International Arid Lands Consortium Studies the Feeding Habits of Desert Mule Deer and Nubian Ibex, Contributing to Wise Management of Desert Ecosystems
Researchers from New Mexico State University, The University of Arizona, and Ben Gurion University of the Negev conduct a 27-month project entitled, "Monitoring the Behavior of Desert Ungulates by Acoustic Telemetry."
November 1, 2000 (Tucson, AZ)--A component of arid and semi-arid ecosystems that interacts prominently with human activities on a world-wide basis has become the target of research supported by the International Arid Lands Consortium (IALC). Desert mule deer, in the southwestern United States, and the Nubian ibex in Israel are being studied for their feeding habits in research aimed at improving the management of desert ecosystems.
These wild animals, called ungulates, are medium and large-sized herbivores that influence ecosystem processes in ways that attract attention of land managers in desert areas. Accurate knowledge of their feeding habits is essential to wise management of desert ecosystems. Until recently, however, available techniques did not permit field monitoring of wildlife feeding behavior in real time. To overcome this constraint, the researchers will use "acoustic biotelemetry," which provides a potentially powerful means of accurately monitoring a wide range of detailed behaviors of wild mammals, and especially events associated with foraging. In preliminary experiments, feeding, drinking and other behaviors of ungulates produced characteristic sound signals that were diagnostic of specific behaviors and food types, and that were readily monitored with existing technology.
The researchers are developing an advanced, field-worthy acoustical biotelemetry system for remote monitoring of detailed feeding and other behaviors of freeranging wild ungulates. The system will be tailored to desert mule deer (Odocoileus hemionus eremicus) of the southwestern U.S. and Nubian ibex (Capra ibex nubiana) of desert landscapes in Israel. Subject animals will be equipped with microphone-transmitters and their sounds will be recorded with a suitable receiver-recorder system for subsequent interpretation and analysis.
Principal phases of the project include development of equipment configurations suited to monitoring sounds generated by captive and field animals of both species, assembly of a recorded catalog of captive mule deer and ibex sounds and video as a baseline for interpreting sounds recorded in the field, field application and refinement of the system with free-ranging subjects in natural habitats, and formulation of guidelines for future acoustic biotelemetry applications.
Captive animal experiments are performed at existing wildlife facilities at the University of Arizona for mule deer, and at Tel-Aviv University for Nubian ibex. The Physical Sciences Laboratory at New Mexico State University assists in acquisition, testing and upgrading of acoustic and electronic components; and in analysis and characterization of sound signals. Experimental field tests with freeranging subjects are being made in Sonoran Desert habitats in Arizona or eastern California for desert mule deer, and in the central Negev highlands for Nubian ibex.
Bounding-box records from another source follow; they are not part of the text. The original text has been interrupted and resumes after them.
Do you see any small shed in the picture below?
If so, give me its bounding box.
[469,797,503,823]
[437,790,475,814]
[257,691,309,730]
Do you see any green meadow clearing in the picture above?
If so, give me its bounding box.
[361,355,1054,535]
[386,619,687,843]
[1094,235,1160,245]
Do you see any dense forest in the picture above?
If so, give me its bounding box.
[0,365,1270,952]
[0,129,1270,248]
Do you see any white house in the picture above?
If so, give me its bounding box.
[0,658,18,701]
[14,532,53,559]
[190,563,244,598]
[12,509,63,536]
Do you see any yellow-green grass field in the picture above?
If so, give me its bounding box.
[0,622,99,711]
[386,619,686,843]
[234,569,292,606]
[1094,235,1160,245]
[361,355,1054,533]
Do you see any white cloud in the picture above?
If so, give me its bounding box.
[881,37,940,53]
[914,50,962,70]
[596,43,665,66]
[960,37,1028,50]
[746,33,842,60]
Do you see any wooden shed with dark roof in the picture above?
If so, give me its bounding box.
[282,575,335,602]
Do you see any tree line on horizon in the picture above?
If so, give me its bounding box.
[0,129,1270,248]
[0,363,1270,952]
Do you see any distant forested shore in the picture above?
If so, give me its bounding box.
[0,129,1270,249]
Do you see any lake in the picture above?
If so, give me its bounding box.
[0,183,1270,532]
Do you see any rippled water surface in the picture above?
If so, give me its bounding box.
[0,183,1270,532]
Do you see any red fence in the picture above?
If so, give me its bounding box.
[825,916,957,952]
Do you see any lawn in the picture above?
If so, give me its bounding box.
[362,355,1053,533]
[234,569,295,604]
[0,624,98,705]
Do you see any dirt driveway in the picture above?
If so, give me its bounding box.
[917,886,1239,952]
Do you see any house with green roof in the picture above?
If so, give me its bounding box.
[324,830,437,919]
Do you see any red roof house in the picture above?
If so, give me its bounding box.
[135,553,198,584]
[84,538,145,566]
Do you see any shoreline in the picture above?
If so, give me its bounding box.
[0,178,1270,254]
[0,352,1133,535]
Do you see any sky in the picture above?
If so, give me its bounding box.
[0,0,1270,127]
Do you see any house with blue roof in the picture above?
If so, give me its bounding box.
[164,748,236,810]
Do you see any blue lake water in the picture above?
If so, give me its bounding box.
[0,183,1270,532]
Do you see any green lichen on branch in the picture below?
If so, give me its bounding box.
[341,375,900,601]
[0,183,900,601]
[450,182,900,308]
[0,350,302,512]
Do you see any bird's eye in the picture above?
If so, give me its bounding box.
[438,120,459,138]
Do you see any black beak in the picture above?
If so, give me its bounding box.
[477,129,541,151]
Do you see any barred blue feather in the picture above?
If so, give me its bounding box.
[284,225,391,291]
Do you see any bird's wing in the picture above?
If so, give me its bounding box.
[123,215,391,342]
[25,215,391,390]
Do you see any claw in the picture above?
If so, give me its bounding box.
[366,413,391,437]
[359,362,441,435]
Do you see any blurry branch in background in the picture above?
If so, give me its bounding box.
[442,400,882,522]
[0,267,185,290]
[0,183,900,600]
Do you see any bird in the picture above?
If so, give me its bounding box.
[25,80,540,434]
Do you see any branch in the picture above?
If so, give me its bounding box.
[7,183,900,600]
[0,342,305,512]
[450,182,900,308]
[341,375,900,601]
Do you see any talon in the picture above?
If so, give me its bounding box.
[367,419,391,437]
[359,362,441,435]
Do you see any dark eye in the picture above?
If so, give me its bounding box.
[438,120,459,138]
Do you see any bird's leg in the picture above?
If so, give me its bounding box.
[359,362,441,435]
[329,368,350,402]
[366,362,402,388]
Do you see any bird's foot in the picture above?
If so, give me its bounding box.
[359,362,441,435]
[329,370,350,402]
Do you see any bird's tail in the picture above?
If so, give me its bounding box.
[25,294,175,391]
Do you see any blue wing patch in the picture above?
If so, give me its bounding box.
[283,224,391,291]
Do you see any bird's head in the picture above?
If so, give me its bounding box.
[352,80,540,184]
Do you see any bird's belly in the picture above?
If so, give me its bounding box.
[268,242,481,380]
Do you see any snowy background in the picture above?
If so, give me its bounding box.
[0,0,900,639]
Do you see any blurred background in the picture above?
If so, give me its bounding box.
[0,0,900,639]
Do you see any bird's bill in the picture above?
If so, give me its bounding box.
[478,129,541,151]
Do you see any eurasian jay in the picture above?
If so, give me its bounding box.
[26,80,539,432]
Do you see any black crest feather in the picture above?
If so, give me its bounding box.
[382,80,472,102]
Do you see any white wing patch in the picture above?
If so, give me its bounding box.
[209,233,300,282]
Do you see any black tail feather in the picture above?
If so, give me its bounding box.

The first year of the 27-month project will focus on equipment development, sound signal collection from captive animals, and development of signal collection and analysis protocols. The second year will comprise of simulated field tests with captive animals and final tests with free-ranging individuals in natural habitats.
This pioneering project is intended to develop a powerful, new technology for remotely monitoring the detailed behaviors of desert ungulates by sound. It will generate new insights on feeding and resource exploitation patterns of desert mule deer and Nubian ibex. It also will constitute a unique expansion of biotelemetry capabilities for animal research.
Support for this project came from the USDA Forest Service and the USDA Cooperative State Research, Education, and Extension Service.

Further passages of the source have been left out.